Re: [RFC][DATA] re "ongoing vm suckage"

From: Linus Torvalds (torvalds@transmeta.com)
Date: Tue Aug 07 2001 - 17:03:40 EST


In article <Pine.LNX.4.33.0108071426380.30280-100000@touchme.toronto.redhat.com>,
Ben LaHaise <bcrl@redhat.com> wrote:
>
>Yes, but I'm using raid 0. The ratio of highmem to normal memory is
>~3.25:1, and it would seem that this is breaking write throttling somehow.

Ahh - I see it.

Check "nr_free_buffer_pages()" - and notice how the function is meant to
return the number of pages that can be used for buffers.

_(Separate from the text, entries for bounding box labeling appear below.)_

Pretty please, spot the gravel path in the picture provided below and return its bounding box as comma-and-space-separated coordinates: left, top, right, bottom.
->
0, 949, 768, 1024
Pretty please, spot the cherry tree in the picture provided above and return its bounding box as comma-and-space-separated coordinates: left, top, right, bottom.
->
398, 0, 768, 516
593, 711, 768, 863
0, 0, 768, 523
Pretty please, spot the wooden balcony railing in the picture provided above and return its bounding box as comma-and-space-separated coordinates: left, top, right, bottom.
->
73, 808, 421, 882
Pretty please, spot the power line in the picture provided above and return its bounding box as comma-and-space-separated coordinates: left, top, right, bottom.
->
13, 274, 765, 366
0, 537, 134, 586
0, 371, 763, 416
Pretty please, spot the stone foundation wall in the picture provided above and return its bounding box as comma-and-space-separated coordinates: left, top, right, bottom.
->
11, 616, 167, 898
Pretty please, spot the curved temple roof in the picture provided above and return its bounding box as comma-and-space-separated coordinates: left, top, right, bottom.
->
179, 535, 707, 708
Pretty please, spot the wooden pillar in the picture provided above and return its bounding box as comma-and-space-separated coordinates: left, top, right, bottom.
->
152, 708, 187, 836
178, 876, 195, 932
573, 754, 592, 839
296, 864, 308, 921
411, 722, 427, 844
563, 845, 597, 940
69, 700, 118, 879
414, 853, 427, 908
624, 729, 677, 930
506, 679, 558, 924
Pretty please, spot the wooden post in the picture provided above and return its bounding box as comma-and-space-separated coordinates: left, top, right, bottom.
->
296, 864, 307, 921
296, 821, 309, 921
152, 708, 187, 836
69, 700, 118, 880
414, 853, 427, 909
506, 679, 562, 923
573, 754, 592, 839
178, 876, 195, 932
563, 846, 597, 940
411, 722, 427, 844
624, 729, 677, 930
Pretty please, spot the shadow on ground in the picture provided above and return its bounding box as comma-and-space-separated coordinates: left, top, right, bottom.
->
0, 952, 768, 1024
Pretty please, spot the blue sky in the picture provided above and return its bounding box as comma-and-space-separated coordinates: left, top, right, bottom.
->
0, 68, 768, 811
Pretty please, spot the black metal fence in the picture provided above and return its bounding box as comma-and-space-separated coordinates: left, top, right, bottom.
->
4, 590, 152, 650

But the function doesn't understand about the limitations of buffer
allocations inherent in GFP_NOFS, namely that it won't ever allocate a
high-mem buffer. So it just stupidly adds up the number of free pages,
coming to the conclusion that we have a _lot_ of memory that buffers
could use..

This obviously makes the whole balance_dirty() algorithm not work at
all.

This should be fairly easy to do. Instead of counting all zones,
nr_free_buffer_pages() should count only the zones that are listed in
the GFP_NOFS zonelist. So instead of using

        unsigned int sum;

        sum = nr_free_pages();
        sum += nr_inactive_clean_pages();
        sum += nr_inactive_dirty_pages;

it should do something like this instead (but please hide the "zonelist"
lookup behind some nice macro, I almost lost my lunch when I wrote that
;)

        unsigned int sum = 0;
        zonelist_t *zonelist = contig_page_data.node_zonelists+(gfp_mask & GFP_ZONEMASK);
        zone_t **zonep = zonelist->zones, *zone;

        for (;;) {
                zone_t *zone = *zonep;
                if (!zone)
                        return sum;
                sum += zone->free_pages + zone->inactive_clean_pages + zone->inactive_dirty_pages;
        }

which is more accurate, and actually faster to boot (look at what
"nr_free_pages()" and friends do - they already walk all the zones)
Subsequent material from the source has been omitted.